Phil Fersht of HfS Research says: “Inflation-related pressures will likely culminate in a huge wave of job reductions, sparking demand for autonomous technologies to fill the void.” I couldn’t agree more and see tremendous pressure on businesses. Demand for our software in the last 6 months has skyrocketed (KYP.ai is now collecting data in 29 countries on four continents), which clearly indicates how critical it has became to boost visibility into how work is done in the organisation with granular data to gain agility and insights allowing you to deal with external pressures and macro-economic factors.

Sarah: What challenges are our customers facing as we go into 2023?

Adam: Our clients talk of their biggest challenges being the management of the hybrid office with most of the staff not willing to come back into the office. It is making it near to impossible to coordinate complex processes and reduce inefficiencies, and to drive impactful transformation with solid automation ROI. They want to achieve speed, scale, and quality. They want to achieve these outcomes while improving employee work/life balance. They also want an inspired workforce that is engaged and feels valued, to attract and keep top talent. Operational excellence and good customer experience supported by high-performing technology and optimised processes are other important priorities. You cannot achieve these objectives without high quality, end to end data and corresponding insights.

Sarah: Tell me about the skills that organisations need to take full advantage of productivity mining?

Adam: Our primary goal is to deliver an outstanding, extremely intuitive KYP.ai user experience, allowing both top and middle management to see, understand and act quickly (we call it Know Your Product). You do not need any training to achieve that level. Those in charge of team leadership, process transformation and automation go through dedicated training paths with effort counted in hours. We also provide visibility at the employee level boosting the bottom up improvement drive. In this way you have a holistic system, resulting in orchestrated effort, targeting both stable delivery and continuous transformation.

Sarah: This year we responded to the global skills shortage with Knowledge Automator, our joint offering with XpertRule that automates knowledge-intensive processes and we joined forces with a group of partners in the Intelligent Automation Collective. Tell me more about these and what opportunities you see coming from them in 2023?

Adam: Our ambition is no less than supporting our customers in the creation of the autonomous enterprise that you wrote about in your book.

Knowledge Automator takes the concept of intelligent business process automation further, firstly, by automating the data gathering that is needed to scale automation, and secondly, enabling process experts to encode and teach AI (Artificial Intelligence) to automate knowledge intensive processes. We are moving the needle on innovation and automation capabilities.

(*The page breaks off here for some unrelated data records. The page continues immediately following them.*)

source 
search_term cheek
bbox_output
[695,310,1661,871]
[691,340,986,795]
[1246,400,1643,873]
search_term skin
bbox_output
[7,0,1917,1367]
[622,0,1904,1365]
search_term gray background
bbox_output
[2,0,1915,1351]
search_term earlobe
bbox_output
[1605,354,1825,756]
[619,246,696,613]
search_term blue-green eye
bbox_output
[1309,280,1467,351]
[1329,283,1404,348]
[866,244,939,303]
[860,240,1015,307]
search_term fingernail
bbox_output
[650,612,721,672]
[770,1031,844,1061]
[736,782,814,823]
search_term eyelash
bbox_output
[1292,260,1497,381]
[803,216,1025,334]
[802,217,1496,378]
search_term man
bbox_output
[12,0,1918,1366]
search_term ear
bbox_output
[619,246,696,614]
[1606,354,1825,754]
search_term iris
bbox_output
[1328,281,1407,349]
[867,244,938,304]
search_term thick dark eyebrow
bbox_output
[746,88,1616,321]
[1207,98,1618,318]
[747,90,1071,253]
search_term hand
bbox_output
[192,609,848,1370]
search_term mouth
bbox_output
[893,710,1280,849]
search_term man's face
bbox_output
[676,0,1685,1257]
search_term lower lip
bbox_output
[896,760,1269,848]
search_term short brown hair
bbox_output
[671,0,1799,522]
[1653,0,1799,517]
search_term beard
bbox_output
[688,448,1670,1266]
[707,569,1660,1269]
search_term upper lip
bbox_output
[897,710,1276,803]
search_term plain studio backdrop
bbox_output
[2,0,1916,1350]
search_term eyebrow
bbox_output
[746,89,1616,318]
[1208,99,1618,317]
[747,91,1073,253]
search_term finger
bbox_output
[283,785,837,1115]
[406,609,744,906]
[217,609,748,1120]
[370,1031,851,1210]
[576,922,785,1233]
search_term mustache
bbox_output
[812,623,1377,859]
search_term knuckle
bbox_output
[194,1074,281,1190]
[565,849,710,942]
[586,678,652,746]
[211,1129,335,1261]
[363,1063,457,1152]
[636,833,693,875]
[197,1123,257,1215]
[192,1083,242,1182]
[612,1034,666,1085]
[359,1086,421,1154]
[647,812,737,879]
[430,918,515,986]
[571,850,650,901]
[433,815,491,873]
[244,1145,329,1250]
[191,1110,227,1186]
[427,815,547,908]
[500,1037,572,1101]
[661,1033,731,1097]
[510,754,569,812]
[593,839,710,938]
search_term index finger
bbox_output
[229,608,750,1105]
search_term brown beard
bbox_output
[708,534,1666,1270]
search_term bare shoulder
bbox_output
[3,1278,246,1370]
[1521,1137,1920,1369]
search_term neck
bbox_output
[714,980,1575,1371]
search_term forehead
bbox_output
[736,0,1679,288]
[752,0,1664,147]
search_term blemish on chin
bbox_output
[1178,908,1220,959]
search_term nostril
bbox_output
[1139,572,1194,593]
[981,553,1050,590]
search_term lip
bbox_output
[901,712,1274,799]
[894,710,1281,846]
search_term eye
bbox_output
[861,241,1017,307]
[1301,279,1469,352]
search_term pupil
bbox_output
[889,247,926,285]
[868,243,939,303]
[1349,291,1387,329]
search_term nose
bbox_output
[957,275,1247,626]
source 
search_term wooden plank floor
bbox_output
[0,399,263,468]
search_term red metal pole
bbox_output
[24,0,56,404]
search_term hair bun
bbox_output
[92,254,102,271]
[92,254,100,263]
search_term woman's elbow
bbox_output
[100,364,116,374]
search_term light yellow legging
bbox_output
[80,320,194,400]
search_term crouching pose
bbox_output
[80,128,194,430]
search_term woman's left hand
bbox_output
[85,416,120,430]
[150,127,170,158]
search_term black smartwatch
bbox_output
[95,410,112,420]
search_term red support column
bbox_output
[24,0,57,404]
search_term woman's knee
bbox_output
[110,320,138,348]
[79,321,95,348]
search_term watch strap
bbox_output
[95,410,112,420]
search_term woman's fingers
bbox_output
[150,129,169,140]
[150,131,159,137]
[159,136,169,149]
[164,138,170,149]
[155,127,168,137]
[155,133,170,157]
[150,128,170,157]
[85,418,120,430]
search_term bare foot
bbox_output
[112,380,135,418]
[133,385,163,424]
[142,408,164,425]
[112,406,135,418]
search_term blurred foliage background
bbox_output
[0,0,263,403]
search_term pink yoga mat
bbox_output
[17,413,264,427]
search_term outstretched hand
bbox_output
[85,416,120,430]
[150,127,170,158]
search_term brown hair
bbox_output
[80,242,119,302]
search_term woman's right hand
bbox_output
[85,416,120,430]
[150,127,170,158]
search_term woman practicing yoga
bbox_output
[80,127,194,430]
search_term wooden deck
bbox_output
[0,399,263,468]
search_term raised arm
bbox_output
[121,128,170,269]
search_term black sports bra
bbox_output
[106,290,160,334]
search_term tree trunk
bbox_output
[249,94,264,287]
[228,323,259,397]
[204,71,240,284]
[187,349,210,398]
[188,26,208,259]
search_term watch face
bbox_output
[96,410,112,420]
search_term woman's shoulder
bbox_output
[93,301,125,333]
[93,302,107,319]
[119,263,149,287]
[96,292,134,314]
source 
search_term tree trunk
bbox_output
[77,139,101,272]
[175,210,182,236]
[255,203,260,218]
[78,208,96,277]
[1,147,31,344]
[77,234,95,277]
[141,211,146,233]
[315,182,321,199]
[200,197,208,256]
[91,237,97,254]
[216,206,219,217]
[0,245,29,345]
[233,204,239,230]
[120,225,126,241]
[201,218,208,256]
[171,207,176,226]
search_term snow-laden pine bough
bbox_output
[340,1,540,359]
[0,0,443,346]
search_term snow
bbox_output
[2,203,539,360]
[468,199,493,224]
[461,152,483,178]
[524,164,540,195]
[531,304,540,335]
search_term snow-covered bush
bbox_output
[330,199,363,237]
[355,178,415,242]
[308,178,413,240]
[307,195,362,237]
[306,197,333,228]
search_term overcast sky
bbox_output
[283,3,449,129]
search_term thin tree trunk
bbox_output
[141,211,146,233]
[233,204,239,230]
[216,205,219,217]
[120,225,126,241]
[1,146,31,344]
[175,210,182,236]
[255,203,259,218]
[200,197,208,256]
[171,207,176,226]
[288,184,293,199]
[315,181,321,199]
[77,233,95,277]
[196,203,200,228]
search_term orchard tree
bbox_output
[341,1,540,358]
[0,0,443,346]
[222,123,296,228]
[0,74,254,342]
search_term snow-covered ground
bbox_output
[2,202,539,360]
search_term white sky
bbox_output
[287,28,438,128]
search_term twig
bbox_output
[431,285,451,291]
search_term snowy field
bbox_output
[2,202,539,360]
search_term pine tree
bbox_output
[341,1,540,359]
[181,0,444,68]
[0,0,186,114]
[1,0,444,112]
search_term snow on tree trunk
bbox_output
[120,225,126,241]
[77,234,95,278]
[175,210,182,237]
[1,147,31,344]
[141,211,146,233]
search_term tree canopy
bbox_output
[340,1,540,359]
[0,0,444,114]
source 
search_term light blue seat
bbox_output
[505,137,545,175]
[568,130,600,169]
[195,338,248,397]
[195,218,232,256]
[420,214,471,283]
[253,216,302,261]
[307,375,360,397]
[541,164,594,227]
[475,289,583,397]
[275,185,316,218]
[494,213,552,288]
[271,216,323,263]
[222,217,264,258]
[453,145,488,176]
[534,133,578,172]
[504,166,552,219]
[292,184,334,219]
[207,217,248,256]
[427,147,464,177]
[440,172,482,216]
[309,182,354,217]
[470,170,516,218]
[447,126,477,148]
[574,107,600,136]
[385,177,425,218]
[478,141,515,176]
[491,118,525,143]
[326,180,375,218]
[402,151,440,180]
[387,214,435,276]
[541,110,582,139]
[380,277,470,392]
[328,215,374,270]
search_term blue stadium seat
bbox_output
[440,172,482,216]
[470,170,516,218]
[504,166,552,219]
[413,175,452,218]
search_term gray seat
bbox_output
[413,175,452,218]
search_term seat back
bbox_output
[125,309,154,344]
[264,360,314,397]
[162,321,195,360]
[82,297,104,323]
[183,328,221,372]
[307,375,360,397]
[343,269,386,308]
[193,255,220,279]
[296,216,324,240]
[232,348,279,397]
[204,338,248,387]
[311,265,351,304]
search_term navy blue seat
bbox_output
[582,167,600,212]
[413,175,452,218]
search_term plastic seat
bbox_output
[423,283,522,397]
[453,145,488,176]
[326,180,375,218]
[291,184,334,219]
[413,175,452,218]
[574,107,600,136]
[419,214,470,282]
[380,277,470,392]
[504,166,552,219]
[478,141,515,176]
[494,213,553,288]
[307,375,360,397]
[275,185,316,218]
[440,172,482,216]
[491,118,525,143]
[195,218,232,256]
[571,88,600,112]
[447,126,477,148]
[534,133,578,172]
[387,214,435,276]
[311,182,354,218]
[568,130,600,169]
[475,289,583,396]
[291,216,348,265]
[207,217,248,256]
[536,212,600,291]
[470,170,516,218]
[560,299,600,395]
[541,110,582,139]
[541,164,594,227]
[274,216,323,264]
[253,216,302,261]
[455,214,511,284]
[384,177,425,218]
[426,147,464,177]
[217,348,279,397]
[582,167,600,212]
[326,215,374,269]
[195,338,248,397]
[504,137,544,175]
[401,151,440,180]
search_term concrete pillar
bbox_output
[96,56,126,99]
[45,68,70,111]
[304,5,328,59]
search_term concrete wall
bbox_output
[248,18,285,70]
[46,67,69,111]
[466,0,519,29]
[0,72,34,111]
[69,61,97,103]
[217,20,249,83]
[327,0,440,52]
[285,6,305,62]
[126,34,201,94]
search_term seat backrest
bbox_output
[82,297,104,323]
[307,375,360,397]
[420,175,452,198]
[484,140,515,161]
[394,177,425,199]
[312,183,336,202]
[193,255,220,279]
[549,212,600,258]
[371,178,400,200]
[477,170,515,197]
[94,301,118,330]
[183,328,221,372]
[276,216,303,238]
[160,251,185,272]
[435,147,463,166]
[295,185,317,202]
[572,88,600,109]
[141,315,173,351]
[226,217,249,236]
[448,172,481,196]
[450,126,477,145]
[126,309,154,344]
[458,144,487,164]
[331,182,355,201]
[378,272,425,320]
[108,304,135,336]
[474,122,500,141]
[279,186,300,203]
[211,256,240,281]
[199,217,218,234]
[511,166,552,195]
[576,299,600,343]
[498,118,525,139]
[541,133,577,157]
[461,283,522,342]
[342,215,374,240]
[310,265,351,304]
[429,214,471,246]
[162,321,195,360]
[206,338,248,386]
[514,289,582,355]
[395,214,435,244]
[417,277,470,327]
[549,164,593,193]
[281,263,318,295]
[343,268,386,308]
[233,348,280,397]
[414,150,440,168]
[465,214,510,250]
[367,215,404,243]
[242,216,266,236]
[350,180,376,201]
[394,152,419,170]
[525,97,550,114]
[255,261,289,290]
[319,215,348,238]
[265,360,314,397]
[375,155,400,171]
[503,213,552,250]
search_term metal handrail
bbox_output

The IA (Intelligent Automation) Collective brings a group of specialists together that can address any aspect of intelligent automation for our clients, supplying technology and professional services for projects end-to-end. These initiatives aim to address the global skills shortage and the automation stagnation that many organisations are experiencing. Both initiatives have led to a good deal of interest from clients, and we are building on that. The list of technology partners is growing rapidly, adding top players like US based AYR (former Singularity) as well as leading cloud providers. We also enjoy a fast growing deployment and sales partner universe, covering all continents.

Sarah: What does 2023 hold?

Adam: I am delighted to say that KYP.ai is on a rapid growth trajectory and the range of use cases that our clients are implementing is growing well beyond our expectations! Business case driven insights for automation, process optimisation, workforce management, software application, end-user system performance, and customer experience as well as sustainability help to accelerate any transformation agenda. In 2023 we will see a proliferation of further hybrid office related use cases as more and more clients learn and co-create the future applications of KYP.ai and its potential to deliver more benefits. Because of recessionary pressures and inflation, we are poised for success, helping our clients to achieve more with less. What get’s measured gets done!

Sarah: Thank you Adam!

Adam: Thank you Sarah! I wish all readers a healthy and exciting 2023!